Pull docker.io/library/python:3-alpine and check that it has appeared in podman images afterwards.

Shorter image names

If you paste the following content into /etc/containers/registries.conf.d/unqualified.conf, you will not need to type docker.io/ in front of every image name. It is called an unqualified search and it is tried first for every image name.

unqualified-search-registries = ["docker.io"]

Companies can have their own repositories and you may set up multiple repositories here if you wish to try more of them when fully-qualified name is not provided.

Image repository

If you wonder where the images are coming from, have a look at https://hub.docker.com/. Anyone can upload their images there for others to use.

Similarly to Python package index, you may find malicious images here. At least, the containers are running isolated, so the chances of misbehaviour are limited a little bit (compared to pip install that you execute in the context of a normal user).

Images from the library group are official images endorsed by Docker itself and hence are relatively trustworthy.

Running containers

After the image is pulled, we can create a container from it.

We will start with an Alpine image because it is very small and thus very fast.

podman run --interactive --tty alpine:latest /bin/sh

If all went fine, you should see an interactive prompt / # and inspecting /etc/os-release should show you the following text (version numbers may differ):

NAME="Alpine Linux"
ID=alpine
VERSION_ID=3.19.1
PRETTY_NAME="Alpine Linux v3.19"
HOME_URL="https://alpinelinux.org/"
BUG_REPORT_URL="https://gitlab.alpinelinux.org/alpine/aports/-/issues"

The run subcommand starts a container from a specified image. With --interactive and --tty (that are often combined into single -it) we specify that we want to attach a terminal to the container as we would use it interactively.
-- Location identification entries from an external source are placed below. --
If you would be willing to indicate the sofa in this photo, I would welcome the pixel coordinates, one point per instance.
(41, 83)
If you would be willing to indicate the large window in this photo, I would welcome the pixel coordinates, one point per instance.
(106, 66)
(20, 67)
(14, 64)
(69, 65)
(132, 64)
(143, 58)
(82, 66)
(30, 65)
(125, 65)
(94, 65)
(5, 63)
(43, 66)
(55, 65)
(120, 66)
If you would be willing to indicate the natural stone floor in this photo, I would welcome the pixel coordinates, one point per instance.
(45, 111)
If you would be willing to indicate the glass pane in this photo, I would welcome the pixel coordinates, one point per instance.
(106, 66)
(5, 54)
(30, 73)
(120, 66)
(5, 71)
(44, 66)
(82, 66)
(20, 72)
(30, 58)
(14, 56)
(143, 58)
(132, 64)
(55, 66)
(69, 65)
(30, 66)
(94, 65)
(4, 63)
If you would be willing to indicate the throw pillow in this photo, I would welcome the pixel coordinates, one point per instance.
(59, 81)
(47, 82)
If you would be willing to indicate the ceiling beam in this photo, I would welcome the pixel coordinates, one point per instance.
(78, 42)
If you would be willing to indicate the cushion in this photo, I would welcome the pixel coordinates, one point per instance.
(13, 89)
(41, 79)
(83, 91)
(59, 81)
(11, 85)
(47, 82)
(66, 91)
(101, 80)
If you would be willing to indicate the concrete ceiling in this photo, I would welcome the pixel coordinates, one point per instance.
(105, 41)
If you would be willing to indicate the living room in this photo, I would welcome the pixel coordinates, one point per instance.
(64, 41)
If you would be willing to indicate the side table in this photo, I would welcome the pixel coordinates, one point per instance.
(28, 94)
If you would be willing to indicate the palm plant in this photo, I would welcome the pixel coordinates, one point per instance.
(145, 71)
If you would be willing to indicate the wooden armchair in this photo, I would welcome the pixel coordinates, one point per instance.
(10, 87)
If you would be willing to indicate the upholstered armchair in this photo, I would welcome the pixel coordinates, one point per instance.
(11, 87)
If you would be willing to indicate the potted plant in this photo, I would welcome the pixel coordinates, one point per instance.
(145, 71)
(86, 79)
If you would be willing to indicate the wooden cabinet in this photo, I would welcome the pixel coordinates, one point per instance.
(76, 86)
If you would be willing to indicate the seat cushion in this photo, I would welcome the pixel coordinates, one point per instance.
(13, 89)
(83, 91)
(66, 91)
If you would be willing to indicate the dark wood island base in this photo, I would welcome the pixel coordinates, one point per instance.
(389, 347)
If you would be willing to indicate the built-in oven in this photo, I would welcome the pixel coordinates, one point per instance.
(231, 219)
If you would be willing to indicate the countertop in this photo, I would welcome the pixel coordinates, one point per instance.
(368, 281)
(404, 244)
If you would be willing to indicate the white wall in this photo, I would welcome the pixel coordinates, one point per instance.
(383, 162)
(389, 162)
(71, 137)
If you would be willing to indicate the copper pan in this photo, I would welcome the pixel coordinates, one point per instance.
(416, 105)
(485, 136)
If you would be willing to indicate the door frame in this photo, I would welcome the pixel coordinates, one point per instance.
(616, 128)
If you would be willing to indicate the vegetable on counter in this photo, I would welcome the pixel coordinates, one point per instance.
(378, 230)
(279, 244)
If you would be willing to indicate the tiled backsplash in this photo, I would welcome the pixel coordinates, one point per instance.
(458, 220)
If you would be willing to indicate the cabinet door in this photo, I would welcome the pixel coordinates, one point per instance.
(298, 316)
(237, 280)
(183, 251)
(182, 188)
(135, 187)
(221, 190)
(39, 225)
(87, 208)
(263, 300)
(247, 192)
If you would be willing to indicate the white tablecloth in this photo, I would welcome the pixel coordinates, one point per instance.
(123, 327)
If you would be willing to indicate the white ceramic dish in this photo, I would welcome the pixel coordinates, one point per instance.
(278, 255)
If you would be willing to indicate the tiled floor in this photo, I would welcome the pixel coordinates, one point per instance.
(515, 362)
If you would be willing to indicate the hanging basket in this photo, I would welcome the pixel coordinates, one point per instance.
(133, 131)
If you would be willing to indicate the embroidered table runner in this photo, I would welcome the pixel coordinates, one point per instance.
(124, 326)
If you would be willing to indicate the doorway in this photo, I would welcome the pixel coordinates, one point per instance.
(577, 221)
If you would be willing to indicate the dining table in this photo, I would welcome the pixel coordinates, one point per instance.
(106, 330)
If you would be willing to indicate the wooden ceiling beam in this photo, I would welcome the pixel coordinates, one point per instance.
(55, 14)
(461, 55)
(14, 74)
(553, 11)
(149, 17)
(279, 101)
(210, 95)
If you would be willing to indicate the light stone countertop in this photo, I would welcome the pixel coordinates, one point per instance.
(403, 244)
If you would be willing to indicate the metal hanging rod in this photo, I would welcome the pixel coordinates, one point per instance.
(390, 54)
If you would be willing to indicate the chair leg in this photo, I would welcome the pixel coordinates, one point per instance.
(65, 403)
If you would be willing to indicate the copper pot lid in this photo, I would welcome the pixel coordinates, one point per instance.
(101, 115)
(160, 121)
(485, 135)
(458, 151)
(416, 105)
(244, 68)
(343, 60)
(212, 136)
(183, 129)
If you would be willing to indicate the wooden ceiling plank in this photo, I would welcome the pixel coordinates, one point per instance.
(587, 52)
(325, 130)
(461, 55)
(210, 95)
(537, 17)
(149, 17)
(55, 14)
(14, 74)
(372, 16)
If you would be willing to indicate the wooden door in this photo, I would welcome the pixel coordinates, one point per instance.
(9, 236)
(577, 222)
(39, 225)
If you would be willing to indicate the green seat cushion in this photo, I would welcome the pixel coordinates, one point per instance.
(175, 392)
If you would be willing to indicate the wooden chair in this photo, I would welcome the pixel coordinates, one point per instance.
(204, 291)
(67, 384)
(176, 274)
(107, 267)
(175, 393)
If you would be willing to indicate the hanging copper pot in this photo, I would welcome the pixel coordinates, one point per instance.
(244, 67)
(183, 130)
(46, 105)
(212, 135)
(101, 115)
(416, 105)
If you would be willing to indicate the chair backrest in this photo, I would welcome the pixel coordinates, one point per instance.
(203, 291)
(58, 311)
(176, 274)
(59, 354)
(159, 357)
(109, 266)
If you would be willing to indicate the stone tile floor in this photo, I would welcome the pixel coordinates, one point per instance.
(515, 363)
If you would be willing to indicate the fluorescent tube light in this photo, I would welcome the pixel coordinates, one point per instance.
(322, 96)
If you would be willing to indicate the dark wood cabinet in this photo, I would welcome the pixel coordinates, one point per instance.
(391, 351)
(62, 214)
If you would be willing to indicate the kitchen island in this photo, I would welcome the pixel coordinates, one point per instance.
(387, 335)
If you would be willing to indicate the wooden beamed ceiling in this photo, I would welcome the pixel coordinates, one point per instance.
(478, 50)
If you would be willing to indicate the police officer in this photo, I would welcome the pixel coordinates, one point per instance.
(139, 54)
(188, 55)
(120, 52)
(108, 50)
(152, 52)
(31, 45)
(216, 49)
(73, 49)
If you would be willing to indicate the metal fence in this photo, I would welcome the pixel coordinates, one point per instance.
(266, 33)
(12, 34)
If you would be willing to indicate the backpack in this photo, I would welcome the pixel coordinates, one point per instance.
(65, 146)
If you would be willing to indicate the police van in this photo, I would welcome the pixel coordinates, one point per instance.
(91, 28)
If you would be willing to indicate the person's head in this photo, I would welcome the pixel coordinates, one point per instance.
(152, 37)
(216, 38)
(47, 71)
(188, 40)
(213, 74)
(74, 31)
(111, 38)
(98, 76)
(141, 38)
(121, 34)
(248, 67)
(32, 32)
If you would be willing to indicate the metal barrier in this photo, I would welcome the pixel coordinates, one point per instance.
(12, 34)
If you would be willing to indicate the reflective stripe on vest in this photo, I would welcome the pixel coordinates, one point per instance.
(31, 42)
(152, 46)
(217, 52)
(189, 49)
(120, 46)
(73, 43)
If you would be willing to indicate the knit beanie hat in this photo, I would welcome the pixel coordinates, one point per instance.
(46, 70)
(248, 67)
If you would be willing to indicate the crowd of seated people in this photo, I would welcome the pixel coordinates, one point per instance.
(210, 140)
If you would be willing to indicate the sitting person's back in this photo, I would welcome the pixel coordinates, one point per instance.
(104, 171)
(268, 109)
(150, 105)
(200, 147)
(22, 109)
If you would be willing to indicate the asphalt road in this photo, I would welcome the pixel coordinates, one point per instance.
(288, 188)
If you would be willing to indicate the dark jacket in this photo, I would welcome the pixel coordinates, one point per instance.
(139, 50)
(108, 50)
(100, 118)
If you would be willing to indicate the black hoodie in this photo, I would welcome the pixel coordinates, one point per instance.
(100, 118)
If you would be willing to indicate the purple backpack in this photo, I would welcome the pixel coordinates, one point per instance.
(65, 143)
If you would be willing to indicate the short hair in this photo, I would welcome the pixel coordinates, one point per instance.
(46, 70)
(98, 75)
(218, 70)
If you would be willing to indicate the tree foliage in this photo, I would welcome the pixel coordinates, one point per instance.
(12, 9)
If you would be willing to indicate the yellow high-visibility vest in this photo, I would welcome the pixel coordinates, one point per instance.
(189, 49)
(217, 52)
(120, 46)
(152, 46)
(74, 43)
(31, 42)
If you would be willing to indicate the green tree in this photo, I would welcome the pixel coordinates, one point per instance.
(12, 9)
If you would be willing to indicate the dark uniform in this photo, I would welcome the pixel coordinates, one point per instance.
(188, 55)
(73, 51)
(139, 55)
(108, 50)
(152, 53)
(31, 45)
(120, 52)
The last part of the command is the program to run.

Inside the container, we can execute any commands we wish. We are securely contained and the changes will not affect the host system.
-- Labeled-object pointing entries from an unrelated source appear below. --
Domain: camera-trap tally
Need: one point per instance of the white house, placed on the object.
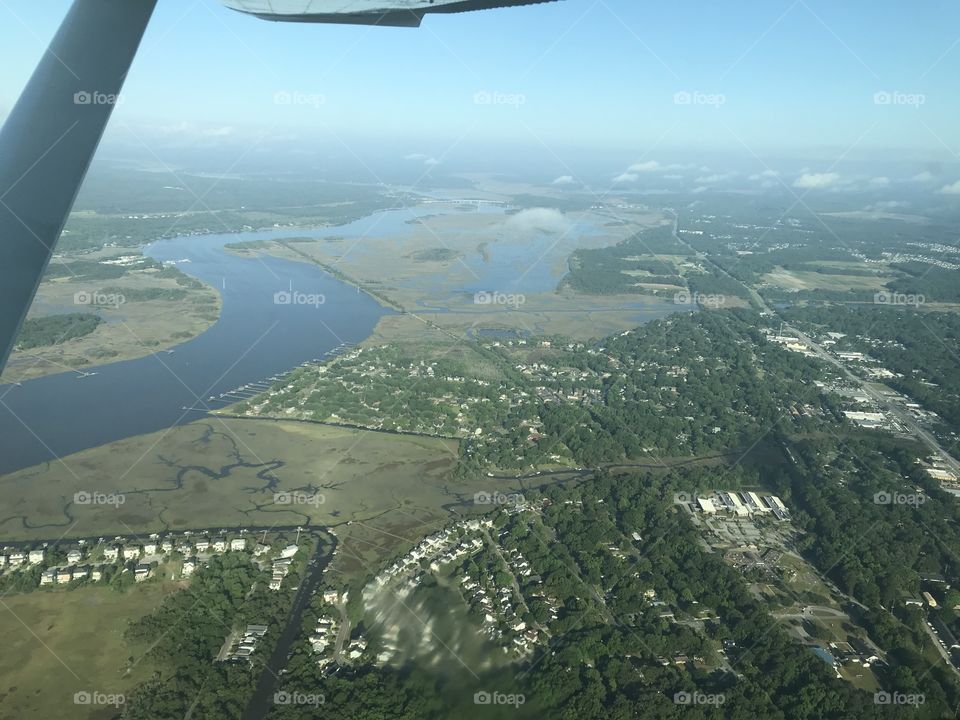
(131, 552)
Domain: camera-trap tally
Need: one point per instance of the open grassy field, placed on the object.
(425, 270)
(803, 280)
(226, 473)
(130, 330)
(58, 643)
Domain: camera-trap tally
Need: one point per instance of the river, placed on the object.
(257, 337)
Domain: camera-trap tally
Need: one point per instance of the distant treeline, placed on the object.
(56, 329)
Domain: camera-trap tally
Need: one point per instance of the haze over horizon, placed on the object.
(609, 94)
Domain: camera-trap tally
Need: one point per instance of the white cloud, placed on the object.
(648, 166)
(816, 181)
(716, 178)
(539, 220)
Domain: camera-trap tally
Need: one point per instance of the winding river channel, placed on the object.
(255, 339)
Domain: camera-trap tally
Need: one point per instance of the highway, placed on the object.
(882, 400)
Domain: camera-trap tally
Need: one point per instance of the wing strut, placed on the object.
(50, 137)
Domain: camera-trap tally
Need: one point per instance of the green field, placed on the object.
(810, 280)
(226, 472)
(58, 643)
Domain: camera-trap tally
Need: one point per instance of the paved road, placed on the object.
(870, 390)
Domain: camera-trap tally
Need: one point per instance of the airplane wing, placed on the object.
(49, 138)
(396, 13)
(52, 133)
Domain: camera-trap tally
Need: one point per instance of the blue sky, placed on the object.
(650, 80)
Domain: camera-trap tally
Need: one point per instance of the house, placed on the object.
(131, 552)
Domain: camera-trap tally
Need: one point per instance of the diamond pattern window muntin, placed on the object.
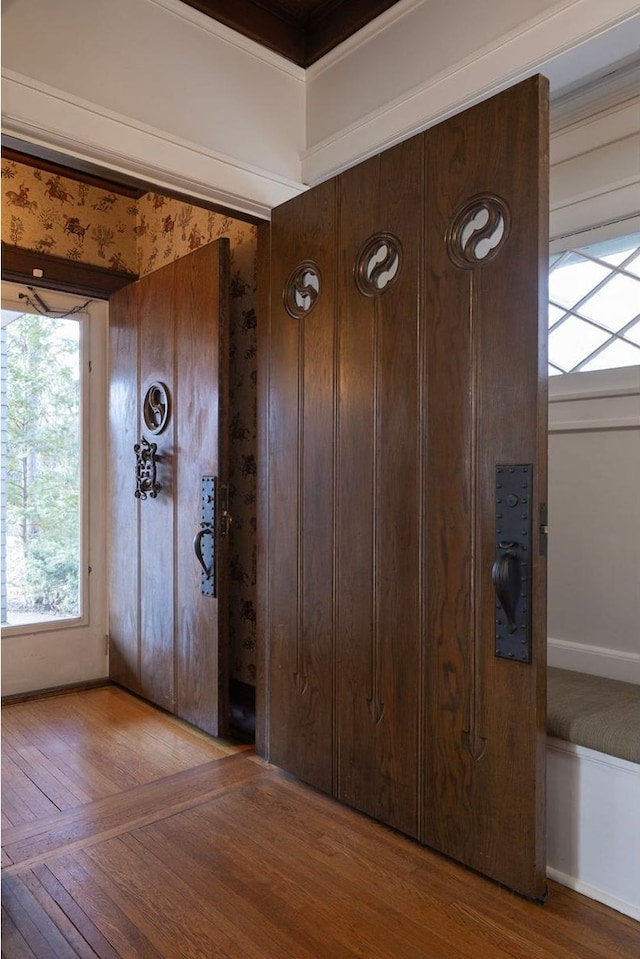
(594, 292)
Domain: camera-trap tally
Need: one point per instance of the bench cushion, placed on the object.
(601, 714)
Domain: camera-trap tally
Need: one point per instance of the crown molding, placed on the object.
(221, 32)
(545, 44)
(39, 114)
(367, 33)
(596, 96)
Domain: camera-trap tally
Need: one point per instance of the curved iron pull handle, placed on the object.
(505, 574)
(197, 548)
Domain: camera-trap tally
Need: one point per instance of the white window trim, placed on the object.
(58, 653)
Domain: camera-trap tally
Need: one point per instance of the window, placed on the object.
(594, 306)
(42, 468)
(53, 570)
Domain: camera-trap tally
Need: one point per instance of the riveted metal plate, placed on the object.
(512, 567)
(208, 537)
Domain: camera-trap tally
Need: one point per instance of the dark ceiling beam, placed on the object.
(58, 273)
(340, 22)
(254, 21)
(42, 158)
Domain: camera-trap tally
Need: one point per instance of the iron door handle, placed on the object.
(505, 574)
(197, 548)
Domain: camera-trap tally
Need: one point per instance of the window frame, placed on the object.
(92, 350)
(576, 243)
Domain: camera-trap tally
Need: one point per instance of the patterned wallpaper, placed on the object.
(52, 214)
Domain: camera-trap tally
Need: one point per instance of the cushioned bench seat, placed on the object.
(601, 714)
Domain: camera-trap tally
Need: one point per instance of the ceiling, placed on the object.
(300, 30)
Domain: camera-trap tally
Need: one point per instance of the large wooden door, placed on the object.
(404, 369)
(168, 638)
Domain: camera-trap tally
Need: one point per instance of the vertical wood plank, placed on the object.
(156, 344)
(379, 624)
(486, 330)
(300, 515)
(201, 289)
(262, 531)
(124, 641)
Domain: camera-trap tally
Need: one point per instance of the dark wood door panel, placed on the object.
(156, 332)
(124, 645)
(390, 405)
(379, 624)
(487, 332)
(168, 641)
(202, 425)
(301, 492)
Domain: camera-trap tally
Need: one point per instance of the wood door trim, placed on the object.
(58, 273)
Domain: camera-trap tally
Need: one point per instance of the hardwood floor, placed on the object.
(127, 833)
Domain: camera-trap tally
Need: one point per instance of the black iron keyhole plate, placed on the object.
(208, 542)
(513, 531)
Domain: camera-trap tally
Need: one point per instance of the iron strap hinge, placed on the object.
(225, 516)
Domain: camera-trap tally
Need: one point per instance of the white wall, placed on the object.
(594, 523)
(157, 89)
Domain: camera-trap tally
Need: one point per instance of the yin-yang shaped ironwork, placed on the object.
(378, 263)
(478, 231)
(302, 289)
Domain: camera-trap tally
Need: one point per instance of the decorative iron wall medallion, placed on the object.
(378, 263)
(302, 289)
(478, 230)
(155, 407)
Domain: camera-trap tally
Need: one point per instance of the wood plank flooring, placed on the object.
(127, 833)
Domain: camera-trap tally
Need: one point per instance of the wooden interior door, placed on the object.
(405, 364)
(168, 639)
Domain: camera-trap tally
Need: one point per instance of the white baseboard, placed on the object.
(593, 828)
(595, 660)
(592, 892)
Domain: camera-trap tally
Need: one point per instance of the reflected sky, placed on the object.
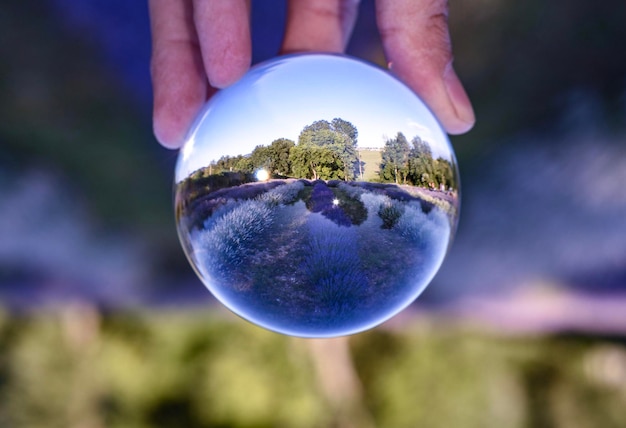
(277, 99)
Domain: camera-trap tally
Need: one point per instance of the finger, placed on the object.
(417, 44)
(178, 78)
(224, 35)
(319, 25)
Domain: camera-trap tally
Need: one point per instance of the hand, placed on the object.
(199, 46)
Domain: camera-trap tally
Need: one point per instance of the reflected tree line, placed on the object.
(328, 151)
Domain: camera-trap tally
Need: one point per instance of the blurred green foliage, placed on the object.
(75, 366)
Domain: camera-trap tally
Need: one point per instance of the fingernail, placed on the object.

Install curl and check that you have functional network access. Solution.

Open a second terminal so that we can inspect how the container looks from the outside.
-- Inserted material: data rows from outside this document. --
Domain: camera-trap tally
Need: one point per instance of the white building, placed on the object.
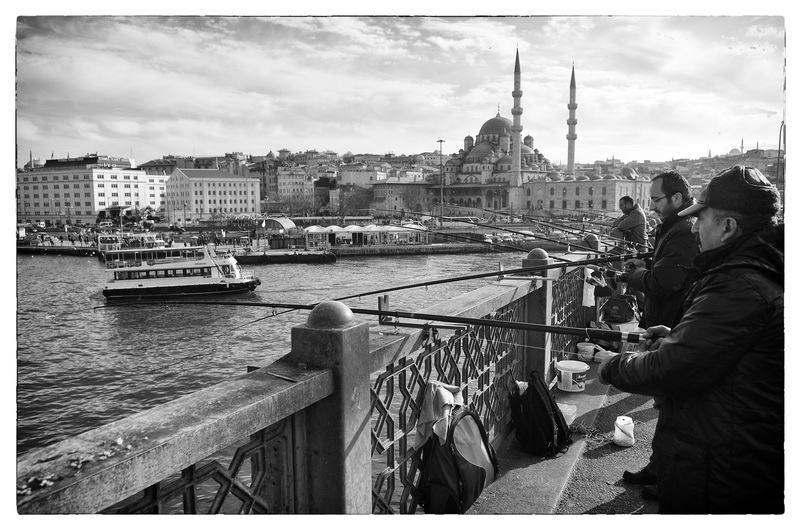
(294, 184)
(201, 194)
(81, 189)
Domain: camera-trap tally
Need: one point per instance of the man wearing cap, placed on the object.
(665, 280)
(720, 369)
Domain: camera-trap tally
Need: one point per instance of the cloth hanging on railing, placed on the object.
(438, 401)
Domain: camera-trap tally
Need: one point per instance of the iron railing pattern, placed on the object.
(254, 476)
(481, 360)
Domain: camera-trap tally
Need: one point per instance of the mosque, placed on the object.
(499, 170)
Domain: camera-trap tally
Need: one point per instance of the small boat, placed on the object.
(249, 255)
(174, 272)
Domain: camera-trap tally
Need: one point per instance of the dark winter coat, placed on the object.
(667, 279)
(720, 432)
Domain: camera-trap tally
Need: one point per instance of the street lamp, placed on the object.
(441, 184)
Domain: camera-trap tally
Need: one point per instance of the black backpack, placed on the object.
(539, 425)
(453, 474)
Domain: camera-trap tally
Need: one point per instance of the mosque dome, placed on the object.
(496, 126)
(481, 150)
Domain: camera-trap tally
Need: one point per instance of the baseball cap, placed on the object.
(740, 189)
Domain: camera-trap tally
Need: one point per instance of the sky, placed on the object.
(651, 87)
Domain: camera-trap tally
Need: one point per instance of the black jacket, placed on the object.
(720, 432)
(667, 280)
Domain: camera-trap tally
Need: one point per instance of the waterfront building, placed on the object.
(203, 194)
(82, 189)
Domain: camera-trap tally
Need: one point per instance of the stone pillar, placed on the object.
(540, 311)
(338, 427)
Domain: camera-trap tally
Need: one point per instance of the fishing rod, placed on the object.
(591, 333)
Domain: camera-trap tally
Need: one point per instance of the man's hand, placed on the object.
(633, 264)
(651, 338)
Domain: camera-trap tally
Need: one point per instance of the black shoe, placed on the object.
(642, 477)
(650, 492)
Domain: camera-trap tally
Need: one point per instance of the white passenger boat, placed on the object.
(174, 272)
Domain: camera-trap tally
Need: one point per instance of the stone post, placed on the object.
(590, 309)
(338, 427)
(539, 311)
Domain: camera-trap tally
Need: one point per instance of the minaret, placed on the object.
(516, 128)
(571, 122)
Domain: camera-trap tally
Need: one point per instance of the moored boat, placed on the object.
(174, 272)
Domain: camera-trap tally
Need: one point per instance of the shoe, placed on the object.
(650, 492)
(642, 477)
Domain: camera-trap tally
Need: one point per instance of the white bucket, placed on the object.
(571, 375)
(586, 351)
(623, 431)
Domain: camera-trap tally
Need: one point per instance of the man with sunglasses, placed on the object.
(664, 280)
(720, 369)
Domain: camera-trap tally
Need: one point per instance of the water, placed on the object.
(79, 367)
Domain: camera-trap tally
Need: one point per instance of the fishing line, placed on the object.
(591, 333)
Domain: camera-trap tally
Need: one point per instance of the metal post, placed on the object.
(441, 184)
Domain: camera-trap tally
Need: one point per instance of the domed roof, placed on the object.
(481, 150)
(496, 126)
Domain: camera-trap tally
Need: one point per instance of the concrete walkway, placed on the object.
(529, 484)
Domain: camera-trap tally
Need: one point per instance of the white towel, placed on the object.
(437, 403)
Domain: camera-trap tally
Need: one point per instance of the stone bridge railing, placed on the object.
(328, 428)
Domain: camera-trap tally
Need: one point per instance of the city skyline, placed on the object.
(656, 88)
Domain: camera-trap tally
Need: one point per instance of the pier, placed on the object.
(329, 427)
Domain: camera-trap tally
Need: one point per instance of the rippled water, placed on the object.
(79, 367)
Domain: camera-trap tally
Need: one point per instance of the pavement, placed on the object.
(587, 479)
Inside the container, execute sleep 111 and in the other terminal (that is running in the host) execute ps -ef --forest. You shall see lines like the following:

student    1477313       1  0 16:29 ?        00:00:00 /usr/bin/conmon ...
student    1477316 1477313  0 16:29 pts/0    00:00:00  \_ /bin/sh
student    1477370 1477316  0 16:33 pts/0    00:00:00      \_ sleep 111

This confirms that the processes inside a container are visible from the outside.

Run ps -ef inside a container (or look into /proc there). What do you see? Is there something surprising? Solution.

Execute also podman ps. That prints list of running containers.

CONTAINER ID  IMAGE                            COMMAND  CREATED        STATUS            PORTS   NAMES
643b5e7cea06  docker.io/library/alpine:latest  /bin/sh  4 minutes ago  Up 4 minutes ago          practical_bohr

Container ID is again a unique identification, the other columns are self-descriptive. Note that since we have not specified a name, Podman assigned a random one.

If you terminate the session inside the container (exit or Ctrl-D), you will return to the host terminal.

Execute podman ps again. It is empty: the container is not running. If you add --all, you will see that the STATUS has changed.

Exited (130) 1 second ago

Note that if we would execute podman run ... again, we would start a new container. Try it now.

We will describe the container life cycle later on, if you wish to remove the container now, execute podman rm NAME. As NAME use the randomly assigned one or the CONTAINER ID.

Single shot runs

You can pass any command to podman run to be executed. If you know that you would be removing the container immediately afterwards, you can add --rm to tell Podman to remove it automatically once it finishes execution.

podman run --rm alpine:latest cat /etc/os-release

If you want to pass a more complicated command, it is better via sh -c. Change the above command to first cd to etc and then call cat os-release. Why the following does not work podman run --rm alpine:latest cd /etc && cat os-release? Solution.

Managing container life cycle

The containers are actually rather similar to services that we have talked about in Lab 09.

Starting a container

After we have terminated the interactive session, the container exited. We can call podman start CONTAINER to start it again.

Each container has a so-called entry point that is executed when the container is started. For a service-style container (e.g., with a web server), the service would be started again.

For our Alpine example, the entry point is /bin/sh (shell), so nothing interesting will happen.

Check that the container is running with podman ps.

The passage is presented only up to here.